Lead/Presenter: Megan Adams,
COIN - Ann Arbor
All Authors: Adams MA (Ann Arbor VA Center for Clinical Management Research), Rubenstein JH (Ann Arbor VA Center for Clinical Management Research), Lipson R (Ann Arbor VA Center for Clinical Management Research) Holleman RG (Ann Arbor VA Center for Clinical Management Research) Saini SD (Ann Arbor VA Center for Clinical Management Research)
The Veterans Health Administration (VA) has been scrutinized for prolonged wait times for routine medical care, including for elective outpatient procedures such as colonoscopy. In this study, we aimed to investigate time trends in wait time for outpatient colonoscopy in VA. We also sought to better understand factors associated with increased wait time.

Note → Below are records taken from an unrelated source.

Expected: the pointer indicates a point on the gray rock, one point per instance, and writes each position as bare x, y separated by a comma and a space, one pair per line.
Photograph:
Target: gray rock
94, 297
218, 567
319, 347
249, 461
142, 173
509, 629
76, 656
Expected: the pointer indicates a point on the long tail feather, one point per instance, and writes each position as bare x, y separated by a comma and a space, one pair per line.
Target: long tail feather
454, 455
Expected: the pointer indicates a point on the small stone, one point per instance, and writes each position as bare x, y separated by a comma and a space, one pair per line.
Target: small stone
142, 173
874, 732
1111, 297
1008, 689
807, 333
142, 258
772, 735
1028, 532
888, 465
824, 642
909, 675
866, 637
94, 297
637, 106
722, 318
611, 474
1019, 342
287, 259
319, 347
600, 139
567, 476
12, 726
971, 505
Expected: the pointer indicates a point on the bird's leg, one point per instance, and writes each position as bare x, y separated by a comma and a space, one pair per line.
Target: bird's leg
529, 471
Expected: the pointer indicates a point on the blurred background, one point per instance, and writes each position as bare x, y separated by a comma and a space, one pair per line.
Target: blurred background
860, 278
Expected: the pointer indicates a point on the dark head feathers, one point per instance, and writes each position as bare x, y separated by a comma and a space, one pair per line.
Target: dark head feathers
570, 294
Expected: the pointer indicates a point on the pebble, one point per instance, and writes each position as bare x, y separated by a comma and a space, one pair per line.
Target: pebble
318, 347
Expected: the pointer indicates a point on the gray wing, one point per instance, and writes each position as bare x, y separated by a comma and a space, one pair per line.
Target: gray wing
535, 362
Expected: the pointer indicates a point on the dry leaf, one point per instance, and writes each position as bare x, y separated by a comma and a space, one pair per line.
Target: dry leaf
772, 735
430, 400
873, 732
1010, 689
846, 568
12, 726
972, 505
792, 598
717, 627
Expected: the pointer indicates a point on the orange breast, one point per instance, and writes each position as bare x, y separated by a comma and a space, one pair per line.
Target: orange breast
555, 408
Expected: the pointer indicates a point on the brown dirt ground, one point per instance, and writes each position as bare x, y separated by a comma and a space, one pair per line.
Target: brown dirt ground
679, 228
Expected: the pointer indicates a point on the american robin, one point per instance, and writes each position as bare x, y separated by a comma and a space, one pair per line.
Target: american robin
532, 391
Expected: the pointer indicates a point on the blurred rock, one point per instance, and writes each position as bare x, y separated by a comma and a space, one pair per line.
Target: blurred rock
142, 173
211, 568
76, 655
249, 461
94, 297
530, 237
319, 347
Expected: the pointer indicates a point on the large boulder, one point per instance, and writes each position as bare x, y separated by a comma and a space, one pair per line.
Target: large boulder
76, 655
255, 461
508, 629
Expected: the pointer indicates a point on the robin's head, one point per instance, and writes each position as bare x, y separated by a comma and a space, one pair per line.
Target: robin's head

Retrospective cohort study using mixed-effects logistic regression of national VA administrative data regarding all Veterans who underwent outpatient colonoscopy for an indication of a positive fecal occult blood test (FOBT) in 2008-2015. We focused on colonoscopies performed for an indication of positive FOBT in order to define an objective time point when waiting commenced. Intervals of > 6 months between positive FOBT and colonoscopy have been shown to be associated with increased risk of colorectal cancer and advanced-stage disease. We calculated wait time (in days) between positive FOBT and colonoscopy completion, stratified by year and adjusted for patient- and facility-level factors, including sedation type (standard endoscopist-directed sedation versus resource-limited monitored anesthesia care).
There were 135,162 outpatient colonoscopy encounters for positive FOBT during the study period, across 129 VA facilities. The number of colonoscopies performed for an indication of positive FOBT remained roughly stable (18,849 in 2008 vs. 14,338 in 2015; range 14,338-21,107). In 2008, the median wait time across sites was 50 days (interquartile range [IQR] = 33, 76). There was no secular trend in wait times (2015 median = 52 days, IQR = 34, 78). Examining the adjusted effect of sedation type on wait time, no clinically meaningful difference was found.
Wait times for colonoscopy for positive FOBT have been stable over time in VA, with few Veterans waiting > 80 days.
While these data suggest that VA is able to meet current colonoscopy demand within a clinically-reasonable timeframe, even a clinically-reasonable delay may be excessive from the perspective of Veterans with concerns about occult malignancy and providers unfamiliar with underlying outcome data. Future studies should explore how best to define appropriate specialty care access times in a manner that incorporates both evidence regarding clinical outcomes and also key stakeholder perspectives.